If you like you can look at the dependencies of the dependencies using the --depth option:

$ xkcd2347.py --depth 2 docnow/twarc
 pytest: https://github.com/pytest-dev/pytest
  pallets-sphinx-themes: https://github.com/pallets/pallets-sphinx-themes
  pygments-pytest: https://github.com/asottile/pygments-pytest
  sphinx: https://github.com/sphinx-doc/sphinx
  sphinx-removed-in: https://github.com/MrSenko/sphinx-removed-in
  sphinxcontrib-trio: https://github.com/python-trio/sphinxcontrib-trio
 python-dotenv: https://github.com/theskumar/python-dotenv
  bumpversion: https://github.com/peritus/bumpversion
  click: https://github.com/pallets/click
  flake8: https://github.com/PyCQA/flake8
  ipython: https://github.com/ipython/ipython
  mock: https://github.com/calvinchengx/python-mock
  portray: 
  pytest: https://github.com/pytest-dev/pytest
  pytest-cov: https://github.com/pytest-dev/pytest-cov
  sh: https://github.com/amoffat/sh
  tox: https://github.com/tox-dev/tox
  twine: https://github.com/pypa/twine
  typing: https://github.com/python/typing
  wheel: https://github.com/IsCoolEntertainment/debpkg_python-wheel
 mock: https://github.com/calvinchengx/python-mock
 python-dateutil: https://github.com/paxan/python-dateutil
 requests-oauthlib: https://github.com/requests/requests-oauthlib
  oauthlib: https://github.com/oauthlib/oauthlib
  requests: https://github.com/psf/requests
  mock: https://github.com/calvinchengx/python-mock
  requests-mock: 
 unicodecsv: https://github.com/jdunck/python-unicodecsv

The hierarchy could probably be better displayed: currently each level of dependency is presented as a space.

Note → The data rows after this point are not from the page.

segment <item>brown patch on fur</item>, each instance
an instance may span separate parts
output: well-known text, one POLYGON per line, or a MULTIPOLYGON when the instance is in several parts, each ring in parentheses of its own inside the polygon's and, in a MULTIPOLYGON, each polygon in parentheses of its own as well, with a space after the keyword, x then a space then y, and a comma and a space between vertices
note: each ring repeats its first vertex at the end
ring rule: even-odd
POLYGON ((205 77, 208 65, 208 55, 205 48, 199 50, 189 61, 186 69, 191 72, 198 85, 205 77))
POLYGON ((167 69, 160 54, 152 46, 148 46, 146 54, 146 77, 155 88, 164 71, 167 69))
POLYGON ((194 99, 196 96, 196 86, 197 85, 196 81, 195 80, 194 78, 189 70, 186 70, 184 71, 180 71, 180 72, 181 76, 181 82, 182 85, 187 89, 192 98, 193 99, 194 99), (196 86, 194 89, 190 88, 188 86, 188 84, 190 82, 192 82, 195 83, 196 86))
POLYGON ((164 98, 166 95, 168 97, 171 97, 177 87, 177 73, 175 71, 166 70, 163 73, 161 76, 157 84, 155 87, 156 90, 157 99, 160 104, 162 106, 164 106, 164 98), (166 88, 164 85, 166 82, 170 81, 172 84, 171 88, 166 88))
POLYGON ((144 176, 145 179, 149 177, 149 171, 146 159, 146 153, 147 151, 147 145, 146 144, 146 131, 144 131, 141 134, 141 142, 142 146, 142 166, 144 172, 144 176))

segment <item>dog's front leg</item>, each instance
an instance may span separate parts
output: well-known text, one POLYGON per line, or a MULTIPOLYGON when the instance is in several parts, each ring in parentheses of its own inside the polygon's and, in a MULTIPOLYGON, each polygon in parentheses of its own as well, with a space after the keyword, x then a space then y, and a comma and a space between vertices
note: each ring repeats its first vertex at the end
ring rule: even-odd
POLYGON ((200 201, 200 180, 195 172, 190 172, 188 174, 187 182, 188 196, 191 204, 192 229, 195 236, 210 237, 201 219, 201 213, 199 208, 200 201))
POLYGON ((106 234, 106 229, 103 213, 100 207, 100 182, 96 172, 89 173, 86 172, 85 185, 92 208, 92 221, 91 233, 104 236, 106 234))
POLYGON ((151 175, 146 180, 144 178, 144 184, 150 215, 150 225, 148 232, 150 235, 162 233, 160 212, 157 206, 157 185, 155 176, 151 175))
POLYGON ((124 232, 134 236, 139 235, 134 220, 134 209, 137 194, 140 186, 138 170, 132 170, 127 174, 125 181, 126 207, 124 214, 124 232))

If you like you can use it as a Python library too:

import xkcd2347

gh = xkcd2347.GitHub(key="yourkeyhere")

for dep in gh.get_dependencies(repo_owner='docnow', repo_name='twarc'):
    print(dep['packageName'])

If you run it with --level 0 it will walk as far into the dependency hierarchy as it can. But beware…these go very deep. The utility is smart enough to cache GraphQL query results: so it won’t keep hammering on the GitHub API for the same information over and over. It also takes care not to wander down circular dependencies, for situations where a package has a dependency somewhere in the tree of dependencies that includes itself.